Reputation: 465
I am trying to extract the most recent headlines from the following news site: http://news.sina.com.cn/hotnews/
#save ids of relevant buttons that need to be clicked on the site
buttons_ids = ['Tab21' , 'Tab22', 'Tab32']
#save ids of relevant subsections
con_ids = ['Con11']
#start webdriver, go to site, hover over buttons
driver = webdriver.Chrome()
driver.get("http://news.sina.com.cn/hotnews/")
time.sleep(3)
for button_id in buttons_ids:
button = driver.find_element_by_id(button_id)
ActionChains(driver).move_to_element(button).perform()
Then I iterate through each section that I am interested in and within each section through all the headlines which are rows in an HTML table.

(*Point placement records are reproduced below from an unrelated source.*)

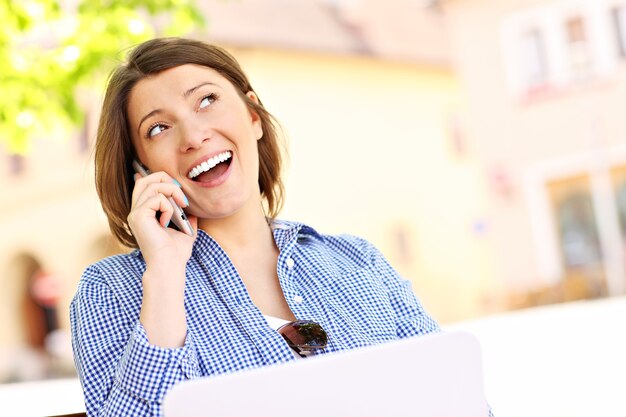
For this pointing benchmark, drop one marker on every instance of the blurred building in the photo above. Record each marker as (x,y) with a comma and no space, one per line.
(369,104)
(544,82)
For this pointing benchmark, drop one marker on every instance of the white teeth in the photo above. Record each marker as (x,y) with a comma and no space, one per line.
(207,165)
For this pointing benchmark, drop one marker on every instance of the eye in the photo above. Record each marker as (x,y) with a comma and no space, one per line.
(207,101)
(155,130)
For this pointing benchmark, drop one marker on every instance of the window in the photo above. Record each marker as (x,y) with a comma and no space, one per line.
(619,25)
(534,59)
(578,48)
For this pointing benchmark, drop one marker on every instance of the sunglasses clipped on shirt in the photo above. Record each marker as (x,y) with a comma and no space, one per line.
(303,336)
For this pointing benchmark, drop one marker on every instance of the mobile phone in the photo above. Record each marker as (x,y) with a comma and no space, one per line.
(179,218)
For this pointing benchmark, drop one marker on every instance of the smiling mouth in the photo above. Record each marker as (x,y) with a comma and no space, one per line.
(212,168)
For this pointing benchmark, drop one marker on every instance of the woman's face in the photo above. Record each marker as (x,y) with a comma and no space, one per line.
(192,123)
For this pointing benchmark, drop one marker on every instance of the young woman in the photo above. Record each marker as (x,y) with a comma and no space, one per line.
(188,305)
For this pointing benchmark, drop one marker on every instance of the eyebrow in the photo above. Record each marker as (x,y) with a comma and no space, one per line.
(185,95)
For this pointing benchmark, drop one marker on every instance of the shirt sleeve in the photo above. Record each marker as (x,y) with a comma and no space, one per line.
(121,373)
(411,318)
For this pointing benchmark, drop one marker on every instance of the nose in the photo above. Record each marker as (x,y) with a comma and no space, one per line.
(193,133)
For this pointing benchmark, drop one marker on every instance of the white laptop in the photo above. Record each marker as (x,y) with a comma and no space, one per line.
(436,375)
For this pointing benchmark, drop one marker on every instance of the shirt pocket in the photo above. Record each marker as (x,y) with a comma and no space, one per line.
(364,314)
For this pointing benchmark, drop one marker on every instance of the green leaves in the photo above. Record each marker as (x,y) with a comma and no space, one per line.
(49,48)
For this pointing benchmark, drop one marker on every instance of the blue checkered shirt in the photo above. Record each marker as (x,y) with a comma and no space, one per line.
(341,282)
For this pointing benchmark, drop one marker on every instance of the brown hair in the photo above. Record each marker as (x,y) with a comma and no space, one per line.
(114,151)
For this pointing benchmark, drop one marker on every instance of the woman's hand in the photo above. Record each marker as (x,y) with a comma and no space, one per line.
(158,243)
(166,252)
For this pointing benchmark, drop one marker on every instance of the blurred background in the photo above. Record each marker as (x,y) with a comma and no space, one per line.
(479,144)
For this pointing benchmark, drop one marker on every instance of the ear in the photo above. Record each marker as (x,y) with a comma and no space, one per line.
(257,126)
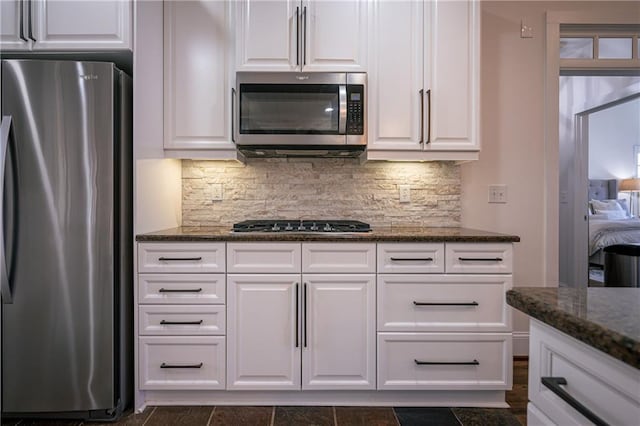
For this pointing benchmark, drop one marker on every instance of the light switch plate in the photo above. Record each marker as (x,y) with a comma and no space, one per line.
(498,193)
(216,191)
(405,193)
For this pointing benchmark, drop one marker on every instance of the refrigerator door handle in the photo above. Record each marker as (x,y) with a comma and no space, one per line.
(6,135)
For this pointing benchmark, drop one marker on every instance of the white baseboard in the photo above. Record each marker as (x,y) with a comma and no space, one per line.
(520,343)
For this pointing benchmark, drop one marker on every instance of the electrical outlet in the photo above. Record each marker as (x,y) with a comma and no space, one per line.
(497,193)
(405,193)
(216,191)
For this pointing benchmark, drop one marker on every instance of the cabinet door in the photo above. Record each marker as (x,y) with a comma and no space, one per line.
(267,35)
(263,340)
(335,35)
(339,332)
(78,25)
(197,88)
(452,75)
(14,25)
(395,75)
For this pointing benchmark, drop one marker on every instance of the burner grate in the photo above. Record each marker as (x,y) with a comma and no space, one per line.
(306,225)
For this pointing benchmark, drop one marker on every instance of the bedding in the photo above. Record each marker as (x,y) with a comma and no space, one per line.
(605,232)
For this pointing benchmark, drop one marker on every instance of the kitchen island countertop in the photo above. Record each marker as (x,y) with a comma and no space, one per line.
(607,319)
(378,234)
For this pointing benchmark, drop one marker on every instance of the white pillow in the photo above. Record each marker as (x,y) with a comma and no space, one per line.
(606,205)
(612,214)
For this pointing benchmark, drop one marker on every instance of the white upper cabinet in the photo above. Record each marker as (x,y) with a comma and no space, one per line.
(301,35)
(424,80)
(197,80)
(57,25)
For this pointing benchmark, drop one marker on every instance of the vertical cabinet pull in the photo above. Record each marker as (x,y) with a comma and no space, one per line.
(297,314)
(421,115)
(297,35)
(304,36)
(428,116)
(304,307)
(233,114)
(31,21)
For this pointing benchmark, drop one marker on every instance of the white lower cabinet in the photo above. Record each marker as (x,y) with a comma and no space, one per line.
(438,328)
(302,331)
(606,390)
(181,317)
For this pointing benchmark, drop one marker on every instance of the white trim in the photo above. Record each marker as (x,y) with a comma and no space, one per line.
(437,398)
(520,343)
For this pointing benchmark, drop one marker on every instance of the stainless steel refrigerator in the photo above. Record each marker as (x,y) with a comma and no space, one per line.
(66,241)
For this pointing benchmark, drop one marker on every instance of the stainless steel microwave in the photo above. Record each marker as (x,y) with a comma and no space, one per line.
(320,114)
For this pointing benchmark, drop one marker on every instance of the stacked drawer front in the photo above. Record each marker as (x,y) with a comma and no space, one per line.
(181,315)
(442,318)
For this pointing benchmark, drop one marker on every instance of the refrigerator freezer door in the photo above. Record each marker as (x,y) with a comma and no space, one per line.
(58,335)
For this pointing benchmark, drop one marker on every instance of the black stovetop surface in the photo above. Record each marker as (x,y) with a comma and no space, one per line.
(283,225)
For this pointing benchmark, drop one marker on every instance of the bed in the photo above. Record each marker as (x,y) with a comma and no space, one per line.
(605,232)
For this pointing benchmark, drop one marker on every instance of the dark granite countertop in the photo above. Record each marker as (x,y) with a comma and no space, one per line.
(607,319)
(388,234)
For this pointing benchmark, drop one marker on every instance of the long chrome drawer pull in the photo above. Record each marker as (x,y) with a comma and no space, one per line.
(173,259)
(474,303)
(553,384)
(163,365)
(480,259)
(474,362)
(179,290)
(412,259)
(163,322)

However, on every iteration, it returns the first element
for con_id in con_ids:
for news_id in range(2,10):
print(news_id)
headline = driver.find_element_by_xpath("//div[@id='"+con_id+"']/table/tbody/tr["+str(news_id)+"]")
text = headline.find_element_by_xpath("//td[2]/a")
print(text.get_attribute("innerText"))
print(text.get_attribute("href"))
com_no = comment.find_element_by_xpath("//td[3]/a")
print(com_no.get_attribute("innerText"))
I also tried the following approach by essentially saving the table as a list and then iterating through the rows:
for con_id in con_ids:
table = driver.find_elements_by_xpath("//div[@id='"+con_id+"']/table/tbody/tr")
for headline in table:
text = headline.find_element_by_xpath("//td[2]/a")
print(text.get_attribute("innerText"))
print(text.get_attribute("href"))
com_no = comment.find_element_by_xpath("//td[3]/a")
print(com_no.get_attribute("innerText"))
In the second case I get exactly the number of headlines in the section, so it apparently correctly picks up the number of rows. However, it is still only returning the first row on all iterations. Where am I going wrong? I know a similar question has been asked here: Selenium Python iterate over a table of rows it is stopping at the first row but I am still unable to figure out where I am going wrong.
Upvotes: 1
Views: 3337
Reputation: 2267
try this:
for con_id in con_ids:
for news_id in range(2,10):
print(news_id)
print("(//div[@id='"+con_id+"']/table/tbody/tr)["+str(news_id)+"]")
headline = driver.find_element_by_xpath("(//div[@id='"+con_id+"']/table/tbody/tr)["+str(news_id)+"]")
value = headline.find_element_by_xpath(".//td[2]/a")
print(value.get_attribute("innerText").encode('utf-8'))
I am able to get the headlines with above code
Upvotes: 1
Reputation: 5139
In XPath, queries that begin with //
will search relative to the document root; so even though you're calling find_element_by_xpath()
on the correct container element, you're breaking out of that scope, thereby performing the same global search and yielding the same result every time.
To constrain your query to descendants of the current element, begin your query with .//
, e.g.,:
text = headline.find_element_by_xpath(".//td[2]/a")
Upvotes: 3
Reputation: 465
I was able to solve it by specifying the entire XPath in one go like this:
headline = driver.find_element_by_xpath("(//*[@id='"+con_id+"']/table/tbody/tr["+str(news_id)+"]/td[2]/a)")
print(headline.get_attribute("innerText"))
print(headline.get_attribute("href"))
rather than splitting it into two parts. My only explanation for why it only prints the first row repeatedly is that there is some weird Javascript at work that doesn't let you iterate properly when splitting the request. Or my first version had a syntax error, which I am not aware of. If anyone has a better explanation, I'd be glad to hear it!
Upvotes: 0